I remember a college guy telling me that grammar and language structure didn’t matter anymore because images ruled the way we think. I suppose I could have argued with him by saying, “I love that flavor too. Hey, when sue melon get fetchit?” But that would require on-the-spot thinking or even living in my element at the split moment he spoke. I’m rarely in my element, and he was a college guy, which means he was susceptible to bad, even stupid, ideas, some of which he wrote with his own mental words.
Does anyone doubt that we live by words? That’s because words are the stuff of ideas. The image of a bombed out building tells us little about reality if we have not words to put to it. Was it empty and dilapidated, more harmful to the city than helpful? Was a target in a war? If so, was it a fair target? Do we know anything about the building, the explosion, or the context of both that words have not given us?

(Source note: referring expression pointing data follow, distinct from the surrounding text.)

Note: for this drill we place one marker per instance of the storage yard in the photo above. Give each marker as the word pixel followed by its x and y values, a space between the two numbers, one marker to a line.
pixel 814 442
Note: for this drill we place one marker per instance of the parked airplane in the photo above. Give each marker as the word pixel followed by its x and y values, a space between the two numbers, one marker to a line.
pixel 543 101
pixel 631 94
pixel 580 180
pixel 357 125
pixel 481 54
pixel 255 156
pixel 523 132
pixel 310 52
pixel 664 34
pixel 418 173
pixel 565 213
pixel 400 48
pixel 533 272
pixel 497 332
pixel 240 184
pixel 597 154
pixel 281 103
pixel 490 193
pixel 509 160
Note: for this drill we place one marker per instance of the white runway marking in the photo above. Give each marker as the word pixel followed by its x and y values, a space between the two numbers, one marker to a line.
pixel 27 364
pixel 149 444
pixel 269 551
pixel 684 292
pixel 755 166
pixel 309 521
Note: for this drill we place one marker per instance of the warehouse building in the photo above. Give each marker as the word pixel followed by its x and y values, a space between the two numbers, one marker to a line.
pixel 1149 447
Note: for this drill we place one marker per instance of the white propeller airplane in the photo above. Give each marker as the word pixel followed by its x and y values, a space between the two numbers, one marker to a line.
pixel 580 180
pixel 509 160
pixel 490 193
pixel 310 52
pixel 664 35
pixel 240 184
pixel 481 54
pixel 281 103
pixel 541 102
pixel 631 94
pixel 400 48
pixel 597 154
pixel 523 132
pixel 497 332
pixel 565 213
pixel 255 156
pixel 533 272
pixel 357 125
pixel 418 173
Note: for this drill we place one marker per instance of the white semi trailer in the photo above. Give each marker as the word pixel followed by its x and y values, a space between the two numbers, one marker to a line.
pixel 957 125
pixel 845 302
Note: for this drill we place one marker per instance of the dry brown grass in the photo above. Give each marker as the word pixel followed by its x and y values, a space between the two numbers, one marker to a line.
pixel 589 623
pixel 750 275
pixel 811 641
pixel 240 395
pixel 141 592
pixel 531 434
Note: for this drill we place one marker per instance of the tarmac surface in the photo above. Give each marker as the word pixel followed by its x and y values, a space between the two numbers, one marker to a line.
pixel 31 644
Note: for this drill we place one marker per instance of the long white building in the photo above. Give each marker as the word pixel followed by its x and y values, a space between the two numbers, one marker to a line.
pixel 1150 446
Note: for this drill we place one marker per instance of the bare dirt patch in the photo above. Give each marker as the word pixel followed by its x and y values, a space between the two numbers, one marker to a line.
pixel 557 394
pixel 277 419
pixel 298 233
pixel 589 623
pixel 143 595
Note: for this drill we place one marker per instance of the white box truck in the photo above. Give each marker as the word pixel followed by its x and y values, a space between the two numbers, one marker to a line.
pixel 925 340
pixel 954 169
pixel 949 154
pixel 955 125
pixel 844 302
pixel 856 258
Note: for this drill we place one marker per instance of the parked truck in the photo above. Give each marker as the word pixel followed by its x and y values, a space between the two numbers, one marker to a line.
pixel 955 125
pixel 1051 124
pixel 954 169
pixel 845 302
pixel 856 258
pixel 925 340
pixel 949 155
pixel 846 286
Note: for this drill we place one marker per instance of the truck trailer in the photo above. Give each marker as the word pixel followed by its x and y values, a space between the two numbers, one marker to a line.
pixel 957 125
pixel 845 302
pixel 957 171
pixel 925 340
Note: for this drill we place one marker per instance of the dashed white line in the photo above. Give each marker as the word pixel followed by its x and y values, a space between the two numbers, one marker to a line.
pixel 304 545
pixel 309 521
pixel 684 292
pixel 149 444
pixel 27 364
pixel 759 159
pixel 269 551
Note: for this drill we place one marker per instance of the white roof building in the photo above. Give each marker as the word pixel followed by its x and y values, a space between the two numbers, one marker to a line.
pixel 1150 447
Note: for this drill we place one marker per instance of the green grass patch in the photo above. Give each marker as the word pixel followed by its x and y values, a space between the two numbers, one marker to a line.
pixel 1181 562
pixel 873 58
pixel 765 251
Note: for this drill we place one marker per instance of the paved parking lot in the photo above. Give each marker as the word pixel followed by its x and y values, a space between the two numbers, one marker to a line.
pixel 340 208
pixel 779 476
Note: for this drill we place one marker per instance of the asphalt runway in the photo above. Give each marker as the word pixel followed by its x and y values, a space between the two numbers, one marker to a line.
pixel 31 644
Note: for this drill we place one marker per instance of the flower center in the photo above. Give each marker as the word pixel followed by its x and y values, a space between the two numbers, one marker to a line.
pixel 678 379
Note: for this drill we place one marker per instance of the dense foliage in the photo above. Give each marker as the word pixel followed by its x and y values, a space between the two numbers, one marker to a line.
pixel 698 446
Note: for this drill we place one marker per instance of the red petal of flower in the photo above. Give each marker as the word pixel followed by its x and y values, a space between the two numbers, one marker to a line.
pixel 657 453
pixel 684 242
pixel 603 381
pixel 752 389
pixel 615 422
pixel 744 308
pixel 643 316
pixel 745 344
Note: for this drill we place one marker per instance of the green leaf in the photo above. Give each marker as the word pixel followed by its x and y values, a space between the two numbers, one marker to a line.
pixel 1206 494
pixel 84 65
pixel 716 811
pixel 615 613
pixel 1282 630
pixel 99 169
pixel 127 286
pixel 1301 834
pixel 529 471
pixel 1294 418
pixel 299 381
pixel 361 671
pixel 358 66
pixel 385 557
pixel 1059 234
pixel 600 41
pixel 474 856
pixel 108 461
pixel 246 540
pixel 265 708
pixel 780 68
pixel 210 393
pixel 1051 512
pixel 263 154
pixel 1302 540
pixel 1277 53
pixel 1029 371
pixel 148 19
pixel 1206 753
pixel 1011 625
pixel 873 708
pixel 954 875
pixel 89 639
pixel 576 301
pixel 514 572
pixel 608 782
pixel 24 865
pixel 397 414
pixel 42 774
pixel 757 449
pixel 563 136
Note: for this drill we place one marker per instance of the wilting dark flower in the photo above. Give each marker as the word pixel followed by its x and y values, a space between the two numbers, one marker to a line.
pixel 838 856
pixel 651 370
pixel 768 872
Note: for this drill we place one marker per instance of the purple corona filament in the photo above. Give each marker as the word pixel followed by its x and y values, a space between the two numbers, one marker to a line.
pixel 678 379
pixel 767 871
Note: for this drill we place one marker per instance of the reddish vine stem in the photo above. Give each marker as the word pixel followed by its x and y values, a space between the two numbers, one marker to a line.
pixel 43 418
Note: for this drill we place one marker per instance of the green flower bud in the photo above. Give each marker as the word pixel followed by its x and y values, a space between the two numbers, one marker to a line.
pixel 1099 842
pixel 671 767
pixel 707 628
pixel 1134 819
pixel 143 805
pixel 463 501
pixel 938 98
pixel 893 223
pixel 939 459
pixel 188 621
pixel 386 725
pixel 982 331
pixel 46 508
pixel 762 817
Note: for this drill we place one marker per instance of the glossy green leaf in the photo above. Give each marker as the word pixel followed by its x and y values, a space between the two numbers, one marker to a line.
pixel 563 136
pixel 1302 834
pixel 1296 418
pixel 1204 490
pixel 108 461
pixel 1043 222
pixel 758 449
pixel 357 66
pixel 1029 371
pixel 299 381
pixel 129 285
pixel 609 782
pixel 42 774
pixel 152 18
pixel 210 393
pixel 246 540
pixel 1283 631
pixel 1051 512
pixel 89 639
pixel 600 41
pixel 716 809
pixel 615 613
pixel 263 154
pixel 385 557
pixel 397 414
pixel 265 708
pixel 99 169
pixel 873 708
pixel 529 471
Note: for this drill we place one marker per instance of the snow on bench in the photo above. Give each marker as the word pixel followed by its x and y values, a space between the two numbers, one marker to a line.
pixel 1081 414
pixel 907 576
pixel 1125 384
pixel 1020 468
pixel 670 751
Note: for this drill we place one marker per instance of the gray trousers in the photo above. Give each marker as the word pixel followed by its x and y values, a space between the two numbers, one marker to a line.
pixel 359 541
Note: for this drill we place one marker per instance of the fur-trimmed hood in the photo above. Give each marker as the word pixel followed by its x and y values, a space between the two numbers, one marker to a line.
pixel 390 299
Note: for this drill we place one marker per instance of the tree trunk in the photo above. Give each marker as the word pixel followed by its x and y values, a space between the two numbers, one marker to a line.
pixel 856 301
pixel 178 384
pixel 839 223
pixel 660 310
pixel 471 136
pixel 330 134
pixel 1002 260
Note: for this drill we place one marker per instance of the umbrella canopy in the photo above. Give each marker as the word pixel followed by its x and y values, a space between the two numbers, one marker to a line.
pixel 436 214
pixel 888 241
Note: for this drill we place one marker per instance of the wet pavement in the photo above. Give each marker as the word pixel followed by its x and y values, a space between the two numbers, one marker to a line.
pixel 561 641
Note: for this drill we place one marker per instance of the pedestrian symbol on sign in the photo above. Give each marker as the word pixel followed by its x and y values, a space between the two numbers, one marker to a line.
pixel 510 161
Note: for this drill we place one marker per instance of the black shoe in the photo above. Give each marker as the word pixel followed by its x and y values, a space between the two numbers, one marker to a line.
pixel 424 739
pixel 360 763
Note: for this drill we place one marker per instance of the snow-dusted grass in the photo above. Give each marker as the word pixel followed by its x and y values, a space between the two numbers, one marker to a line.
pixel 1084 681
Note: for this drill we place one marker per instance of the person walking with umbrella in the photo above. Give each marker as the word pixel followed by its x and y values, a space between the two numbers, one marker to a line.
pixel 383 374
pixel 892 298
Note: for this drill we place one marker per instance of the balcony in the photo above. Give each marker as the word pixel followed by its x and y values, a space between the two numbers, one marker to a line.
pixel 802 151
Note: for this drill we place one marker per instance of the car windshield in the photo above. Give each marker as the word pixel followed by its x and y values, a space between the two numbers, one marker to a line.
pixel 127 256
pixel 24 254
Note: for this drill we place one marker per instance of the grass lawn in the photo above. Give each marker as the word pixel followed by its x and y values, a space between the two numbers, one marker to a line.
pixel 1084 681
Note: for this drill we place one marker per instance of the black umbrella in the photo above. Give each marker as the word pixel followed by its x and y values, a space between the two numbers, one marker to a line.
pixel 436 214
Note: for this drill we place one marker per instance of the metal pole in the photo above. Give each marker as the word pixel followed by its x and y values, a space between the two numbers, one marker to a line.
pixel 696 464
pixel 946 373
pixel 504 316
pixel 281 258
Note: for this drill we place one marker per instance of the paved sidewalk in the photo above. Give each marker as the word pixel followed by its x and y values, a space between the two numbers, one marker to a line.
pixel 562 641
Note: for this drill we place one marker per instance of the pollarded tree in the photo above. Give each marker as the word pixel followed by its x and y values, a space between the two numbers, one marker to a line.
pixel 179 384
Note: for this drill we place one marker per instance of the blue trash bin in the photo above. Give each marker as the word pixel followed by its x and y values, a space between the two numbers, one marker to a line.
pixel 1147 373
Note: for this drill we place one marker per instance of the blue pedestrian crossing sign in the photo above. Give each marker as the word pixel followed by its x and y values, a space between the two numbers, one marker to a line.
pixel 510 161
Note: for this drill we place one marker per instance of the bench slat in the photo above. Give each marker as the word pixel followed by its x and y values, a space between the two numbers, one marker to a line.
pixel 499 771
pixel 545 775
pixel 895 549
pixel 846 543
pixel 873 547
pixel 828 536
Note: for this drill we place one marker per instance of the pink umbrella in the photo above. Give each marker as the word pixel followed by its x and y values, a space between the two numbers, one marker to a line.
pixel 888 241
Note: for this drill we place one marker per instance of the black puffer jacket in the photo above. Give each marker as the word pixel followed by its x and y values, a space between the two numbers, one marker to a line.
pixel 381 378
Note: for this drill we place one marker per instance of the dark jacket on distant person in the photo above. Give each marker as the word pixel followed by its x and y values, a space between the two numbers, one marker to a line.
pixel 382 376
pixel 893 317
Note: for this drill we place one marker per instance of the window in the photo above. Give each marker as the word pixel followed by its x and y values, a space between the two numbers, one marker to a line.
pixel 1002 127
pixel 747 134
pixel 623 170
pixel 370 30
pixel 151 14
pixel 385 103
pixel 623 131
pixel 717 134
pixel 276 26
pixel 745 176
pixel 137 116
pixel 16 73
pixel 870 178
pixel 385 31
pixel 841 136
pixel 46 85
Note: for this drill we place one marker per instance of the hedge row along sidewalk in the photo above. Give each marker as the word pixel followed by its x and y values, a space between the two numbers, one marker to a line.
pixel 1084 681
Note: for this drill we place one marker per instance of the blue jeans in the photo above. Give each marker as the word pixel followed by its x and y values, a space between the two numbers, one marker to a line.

In the same vein, what makes us human? What words describe the meaning of person hood, not being an animal or a cell block? That’s a cultural argument we have had for years now, leading to crimes like this one in Hialeah, Florida. The Deputy Police Chief says, “They can slaughter anyone they want according to the statutes before birth, but not after.” They can slaughter anyone . . . only because many people want to believe that babies are not people until they are declared to be so. Every child is to be a wanted child, so if the child is not wanted, then he is not a child.
He’s an image. A nothing. If we don’t name him, he won’t exist.